CUARTO: Que en una primera parte del libelo de casación, la querellante ha descrito una serie de defectos que él mismo reconoce, podrían eventualmente constituir defectos formales, pero de los cuales no recurre por la vía que le franquea la ley y respecto de los que tampoco preparó recurso alguno, de modo que no se emitirá
pronunciamiento sobre argumentos que no se corresponden con el recurso y las causales debidamente formalizadas y traídas en relación.
QUINTO: Que, en lo que atañe al recurso de casación en el fondo, respecto de la causal de infracción de normas reguladoras de la prueba, la querellante asevera en primer lugar, que no se consideró lo informado a fs. 145, en el Informe Pericial Contable N° 27 de 3 de diciembre de 2002 del Laboratorio de Criminalística de la Policía de Investigaciones.
Al respecto, en el literal E.-, del motivo primero de la sentencia de primera instancia, se describe y analiza la Orden de Investigar diligenciada por la Brigada de Delitos Económicos, de fs. 120, donde se indica que el acusado sería autor de los delitos imputados según la intervención que describe ?en su informe? el que tuvo como base el evacuado por el Servicio de Impuestos Internos . Si bien la relación que se hace en el fallo no es muy feliz, de la sola lectura de la orden de investigar que se menciona, aparece que en ella misma se incorporaron los resultados del peritaje que echa de menos el recurrente, los que se agregaron junt os al expedientes, pericia que además, se basó
en la evacuada por los fiscalizadores de la misma querellante, de modo que su mérito se comprendió en el informe policial referido.
Por otra parte, es necesario precisar que el artículo 457 del Código de Procedimiento Penal, en cuanto ley reguladora de la prueba, contiene un listado de medios probatorios aptos para acreditar los hechos en juicio criminal, norma que puede ser vulnerada, bien considerando o empleando un medio de prueba distinto de los que la norma indica o bien rechazando una prueba de las contenidas en el listado por estimarla que no constituye un medio de prueba legal (Waldo Ortuzar Latapiat, ?Las causales del Recurso de Casación en el fondo en materia penal?).

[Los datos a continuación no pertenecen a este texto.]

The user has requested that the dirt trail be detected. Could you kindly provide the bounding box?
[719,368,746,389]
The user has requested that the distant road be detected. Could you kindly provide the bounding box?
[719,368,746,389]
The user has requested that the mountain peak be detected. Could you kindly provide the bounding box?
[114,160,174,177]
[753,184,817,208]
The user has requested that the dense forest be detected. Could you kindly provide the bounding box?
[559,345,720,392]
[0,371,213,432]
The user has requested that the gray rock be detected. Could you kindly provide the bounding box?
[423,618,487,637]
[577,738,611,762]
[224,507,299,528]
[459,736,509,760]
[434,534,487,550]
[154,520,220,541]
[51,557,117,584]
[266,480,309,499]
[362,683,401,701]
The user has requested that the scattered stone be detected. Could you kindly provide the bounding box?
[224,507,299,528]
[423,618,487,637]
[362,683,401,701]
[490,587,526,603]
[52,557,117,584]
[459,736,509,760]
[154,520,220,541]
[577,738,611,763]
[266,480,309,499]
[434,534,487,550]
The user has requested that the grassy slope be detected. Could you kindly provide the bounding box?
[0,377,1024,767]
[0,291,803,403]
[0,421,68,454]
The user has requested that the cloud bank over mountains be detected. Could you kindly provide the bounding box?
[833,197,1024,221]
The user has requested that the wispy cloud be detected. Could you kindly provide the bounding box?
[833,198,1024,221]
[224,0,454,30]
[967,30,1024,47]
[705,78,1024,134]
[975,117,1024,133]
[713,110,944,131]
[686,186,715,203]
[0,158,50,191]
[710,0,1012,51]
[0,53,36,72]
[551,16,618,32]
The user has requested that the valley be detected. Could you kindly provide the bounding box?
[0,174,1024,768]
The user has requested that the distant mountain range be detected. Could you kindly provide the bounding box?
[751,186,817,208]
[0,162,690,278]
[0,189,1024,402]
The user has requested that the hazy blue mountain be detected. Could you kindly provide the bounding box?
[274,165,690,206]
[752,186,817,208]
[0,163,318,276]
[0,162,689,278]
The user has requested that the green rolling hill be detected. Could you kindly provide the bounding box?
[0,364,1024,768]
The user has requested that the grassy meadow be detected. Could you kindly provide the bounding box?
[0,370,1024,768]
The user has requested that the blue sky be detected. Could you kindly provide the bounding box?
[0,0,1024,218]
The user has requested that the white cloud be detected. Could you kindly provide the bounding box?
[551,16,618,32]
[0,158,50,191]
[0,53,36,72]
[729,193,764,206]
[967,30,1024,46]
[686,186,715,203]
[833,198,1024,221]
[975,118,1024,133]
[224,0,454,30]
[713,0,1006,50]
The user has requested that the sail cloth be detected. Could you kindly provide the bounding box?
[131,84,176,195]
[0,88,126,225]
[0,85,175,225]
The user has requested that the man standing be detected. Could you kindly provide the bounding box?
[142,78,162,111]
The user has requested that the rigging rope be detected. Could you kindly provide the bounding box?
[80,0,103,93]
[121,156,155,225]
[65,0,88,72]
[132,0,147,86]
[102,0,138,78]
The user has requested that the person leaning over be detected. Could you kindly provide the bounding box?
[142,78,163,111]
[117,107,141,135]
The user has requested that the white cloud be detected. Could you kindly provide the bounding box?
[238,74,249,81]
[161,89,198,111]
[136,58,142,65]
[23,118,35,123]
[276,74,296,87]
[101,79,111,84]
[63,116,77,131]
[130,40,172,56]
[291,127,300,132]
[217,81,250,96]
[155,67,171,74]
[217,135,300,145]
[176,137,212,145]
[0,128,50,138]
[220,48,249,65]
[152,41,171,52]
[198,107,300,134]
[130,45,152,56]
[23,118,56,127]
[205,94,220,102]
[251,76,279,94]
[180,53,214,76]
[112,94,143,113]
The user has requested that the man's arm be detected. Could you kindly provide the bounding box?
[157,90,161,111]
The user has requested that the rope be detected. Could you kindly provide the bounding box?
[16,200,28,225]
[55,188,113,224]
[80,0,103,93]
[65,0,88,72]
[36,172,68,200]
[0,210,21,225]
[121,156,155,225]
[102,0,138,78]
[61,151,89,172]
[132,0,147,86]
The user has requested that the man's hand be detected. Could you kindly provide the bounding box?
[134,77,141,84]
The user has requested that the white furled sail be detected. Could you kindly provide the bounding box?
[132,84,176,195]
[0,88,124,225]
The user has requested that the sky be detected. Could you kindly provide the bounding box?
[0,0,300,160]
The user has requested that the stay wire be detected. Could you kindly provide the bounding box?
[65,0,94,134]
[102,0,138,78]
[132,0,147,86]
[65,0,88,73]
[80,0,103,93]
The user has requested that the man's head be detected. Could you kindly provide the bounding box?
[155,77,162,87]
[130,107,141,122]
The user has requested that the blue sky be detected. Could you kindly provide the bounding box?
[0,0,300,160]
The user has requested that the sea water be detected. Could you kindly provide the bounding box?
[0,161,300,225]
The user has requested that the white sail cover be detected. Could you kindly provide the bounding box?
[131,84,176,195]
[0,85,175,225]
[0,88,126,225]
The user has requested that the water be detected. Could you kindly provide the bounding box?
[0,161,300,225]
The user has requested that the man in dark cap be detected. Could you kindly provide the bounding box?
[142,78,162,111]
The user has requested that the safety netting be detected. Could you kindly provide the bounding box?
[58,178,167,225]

Pero, en la especie no se denuncia la ocurrencia de ninguna de las hipótesis recién esgrimidas, sino la omisión de consideración del referido informe, lo que de ser efectivo, constituye la causal de casación formal que señala el artículo 54N ° 9 del Código de Procedimiento Penal, en relación al artículo 500 N° 4 del mismo cuerpo legal, mas no la disposición en estudio; a lo que cabe agregar, que este informe que la defensa reprocha como preterido, no altera el hecho establecido ni su calificación jurídica, por las razones que se indican a continuación y en relación a las facultades que establece el artículo 473 del código del ramo.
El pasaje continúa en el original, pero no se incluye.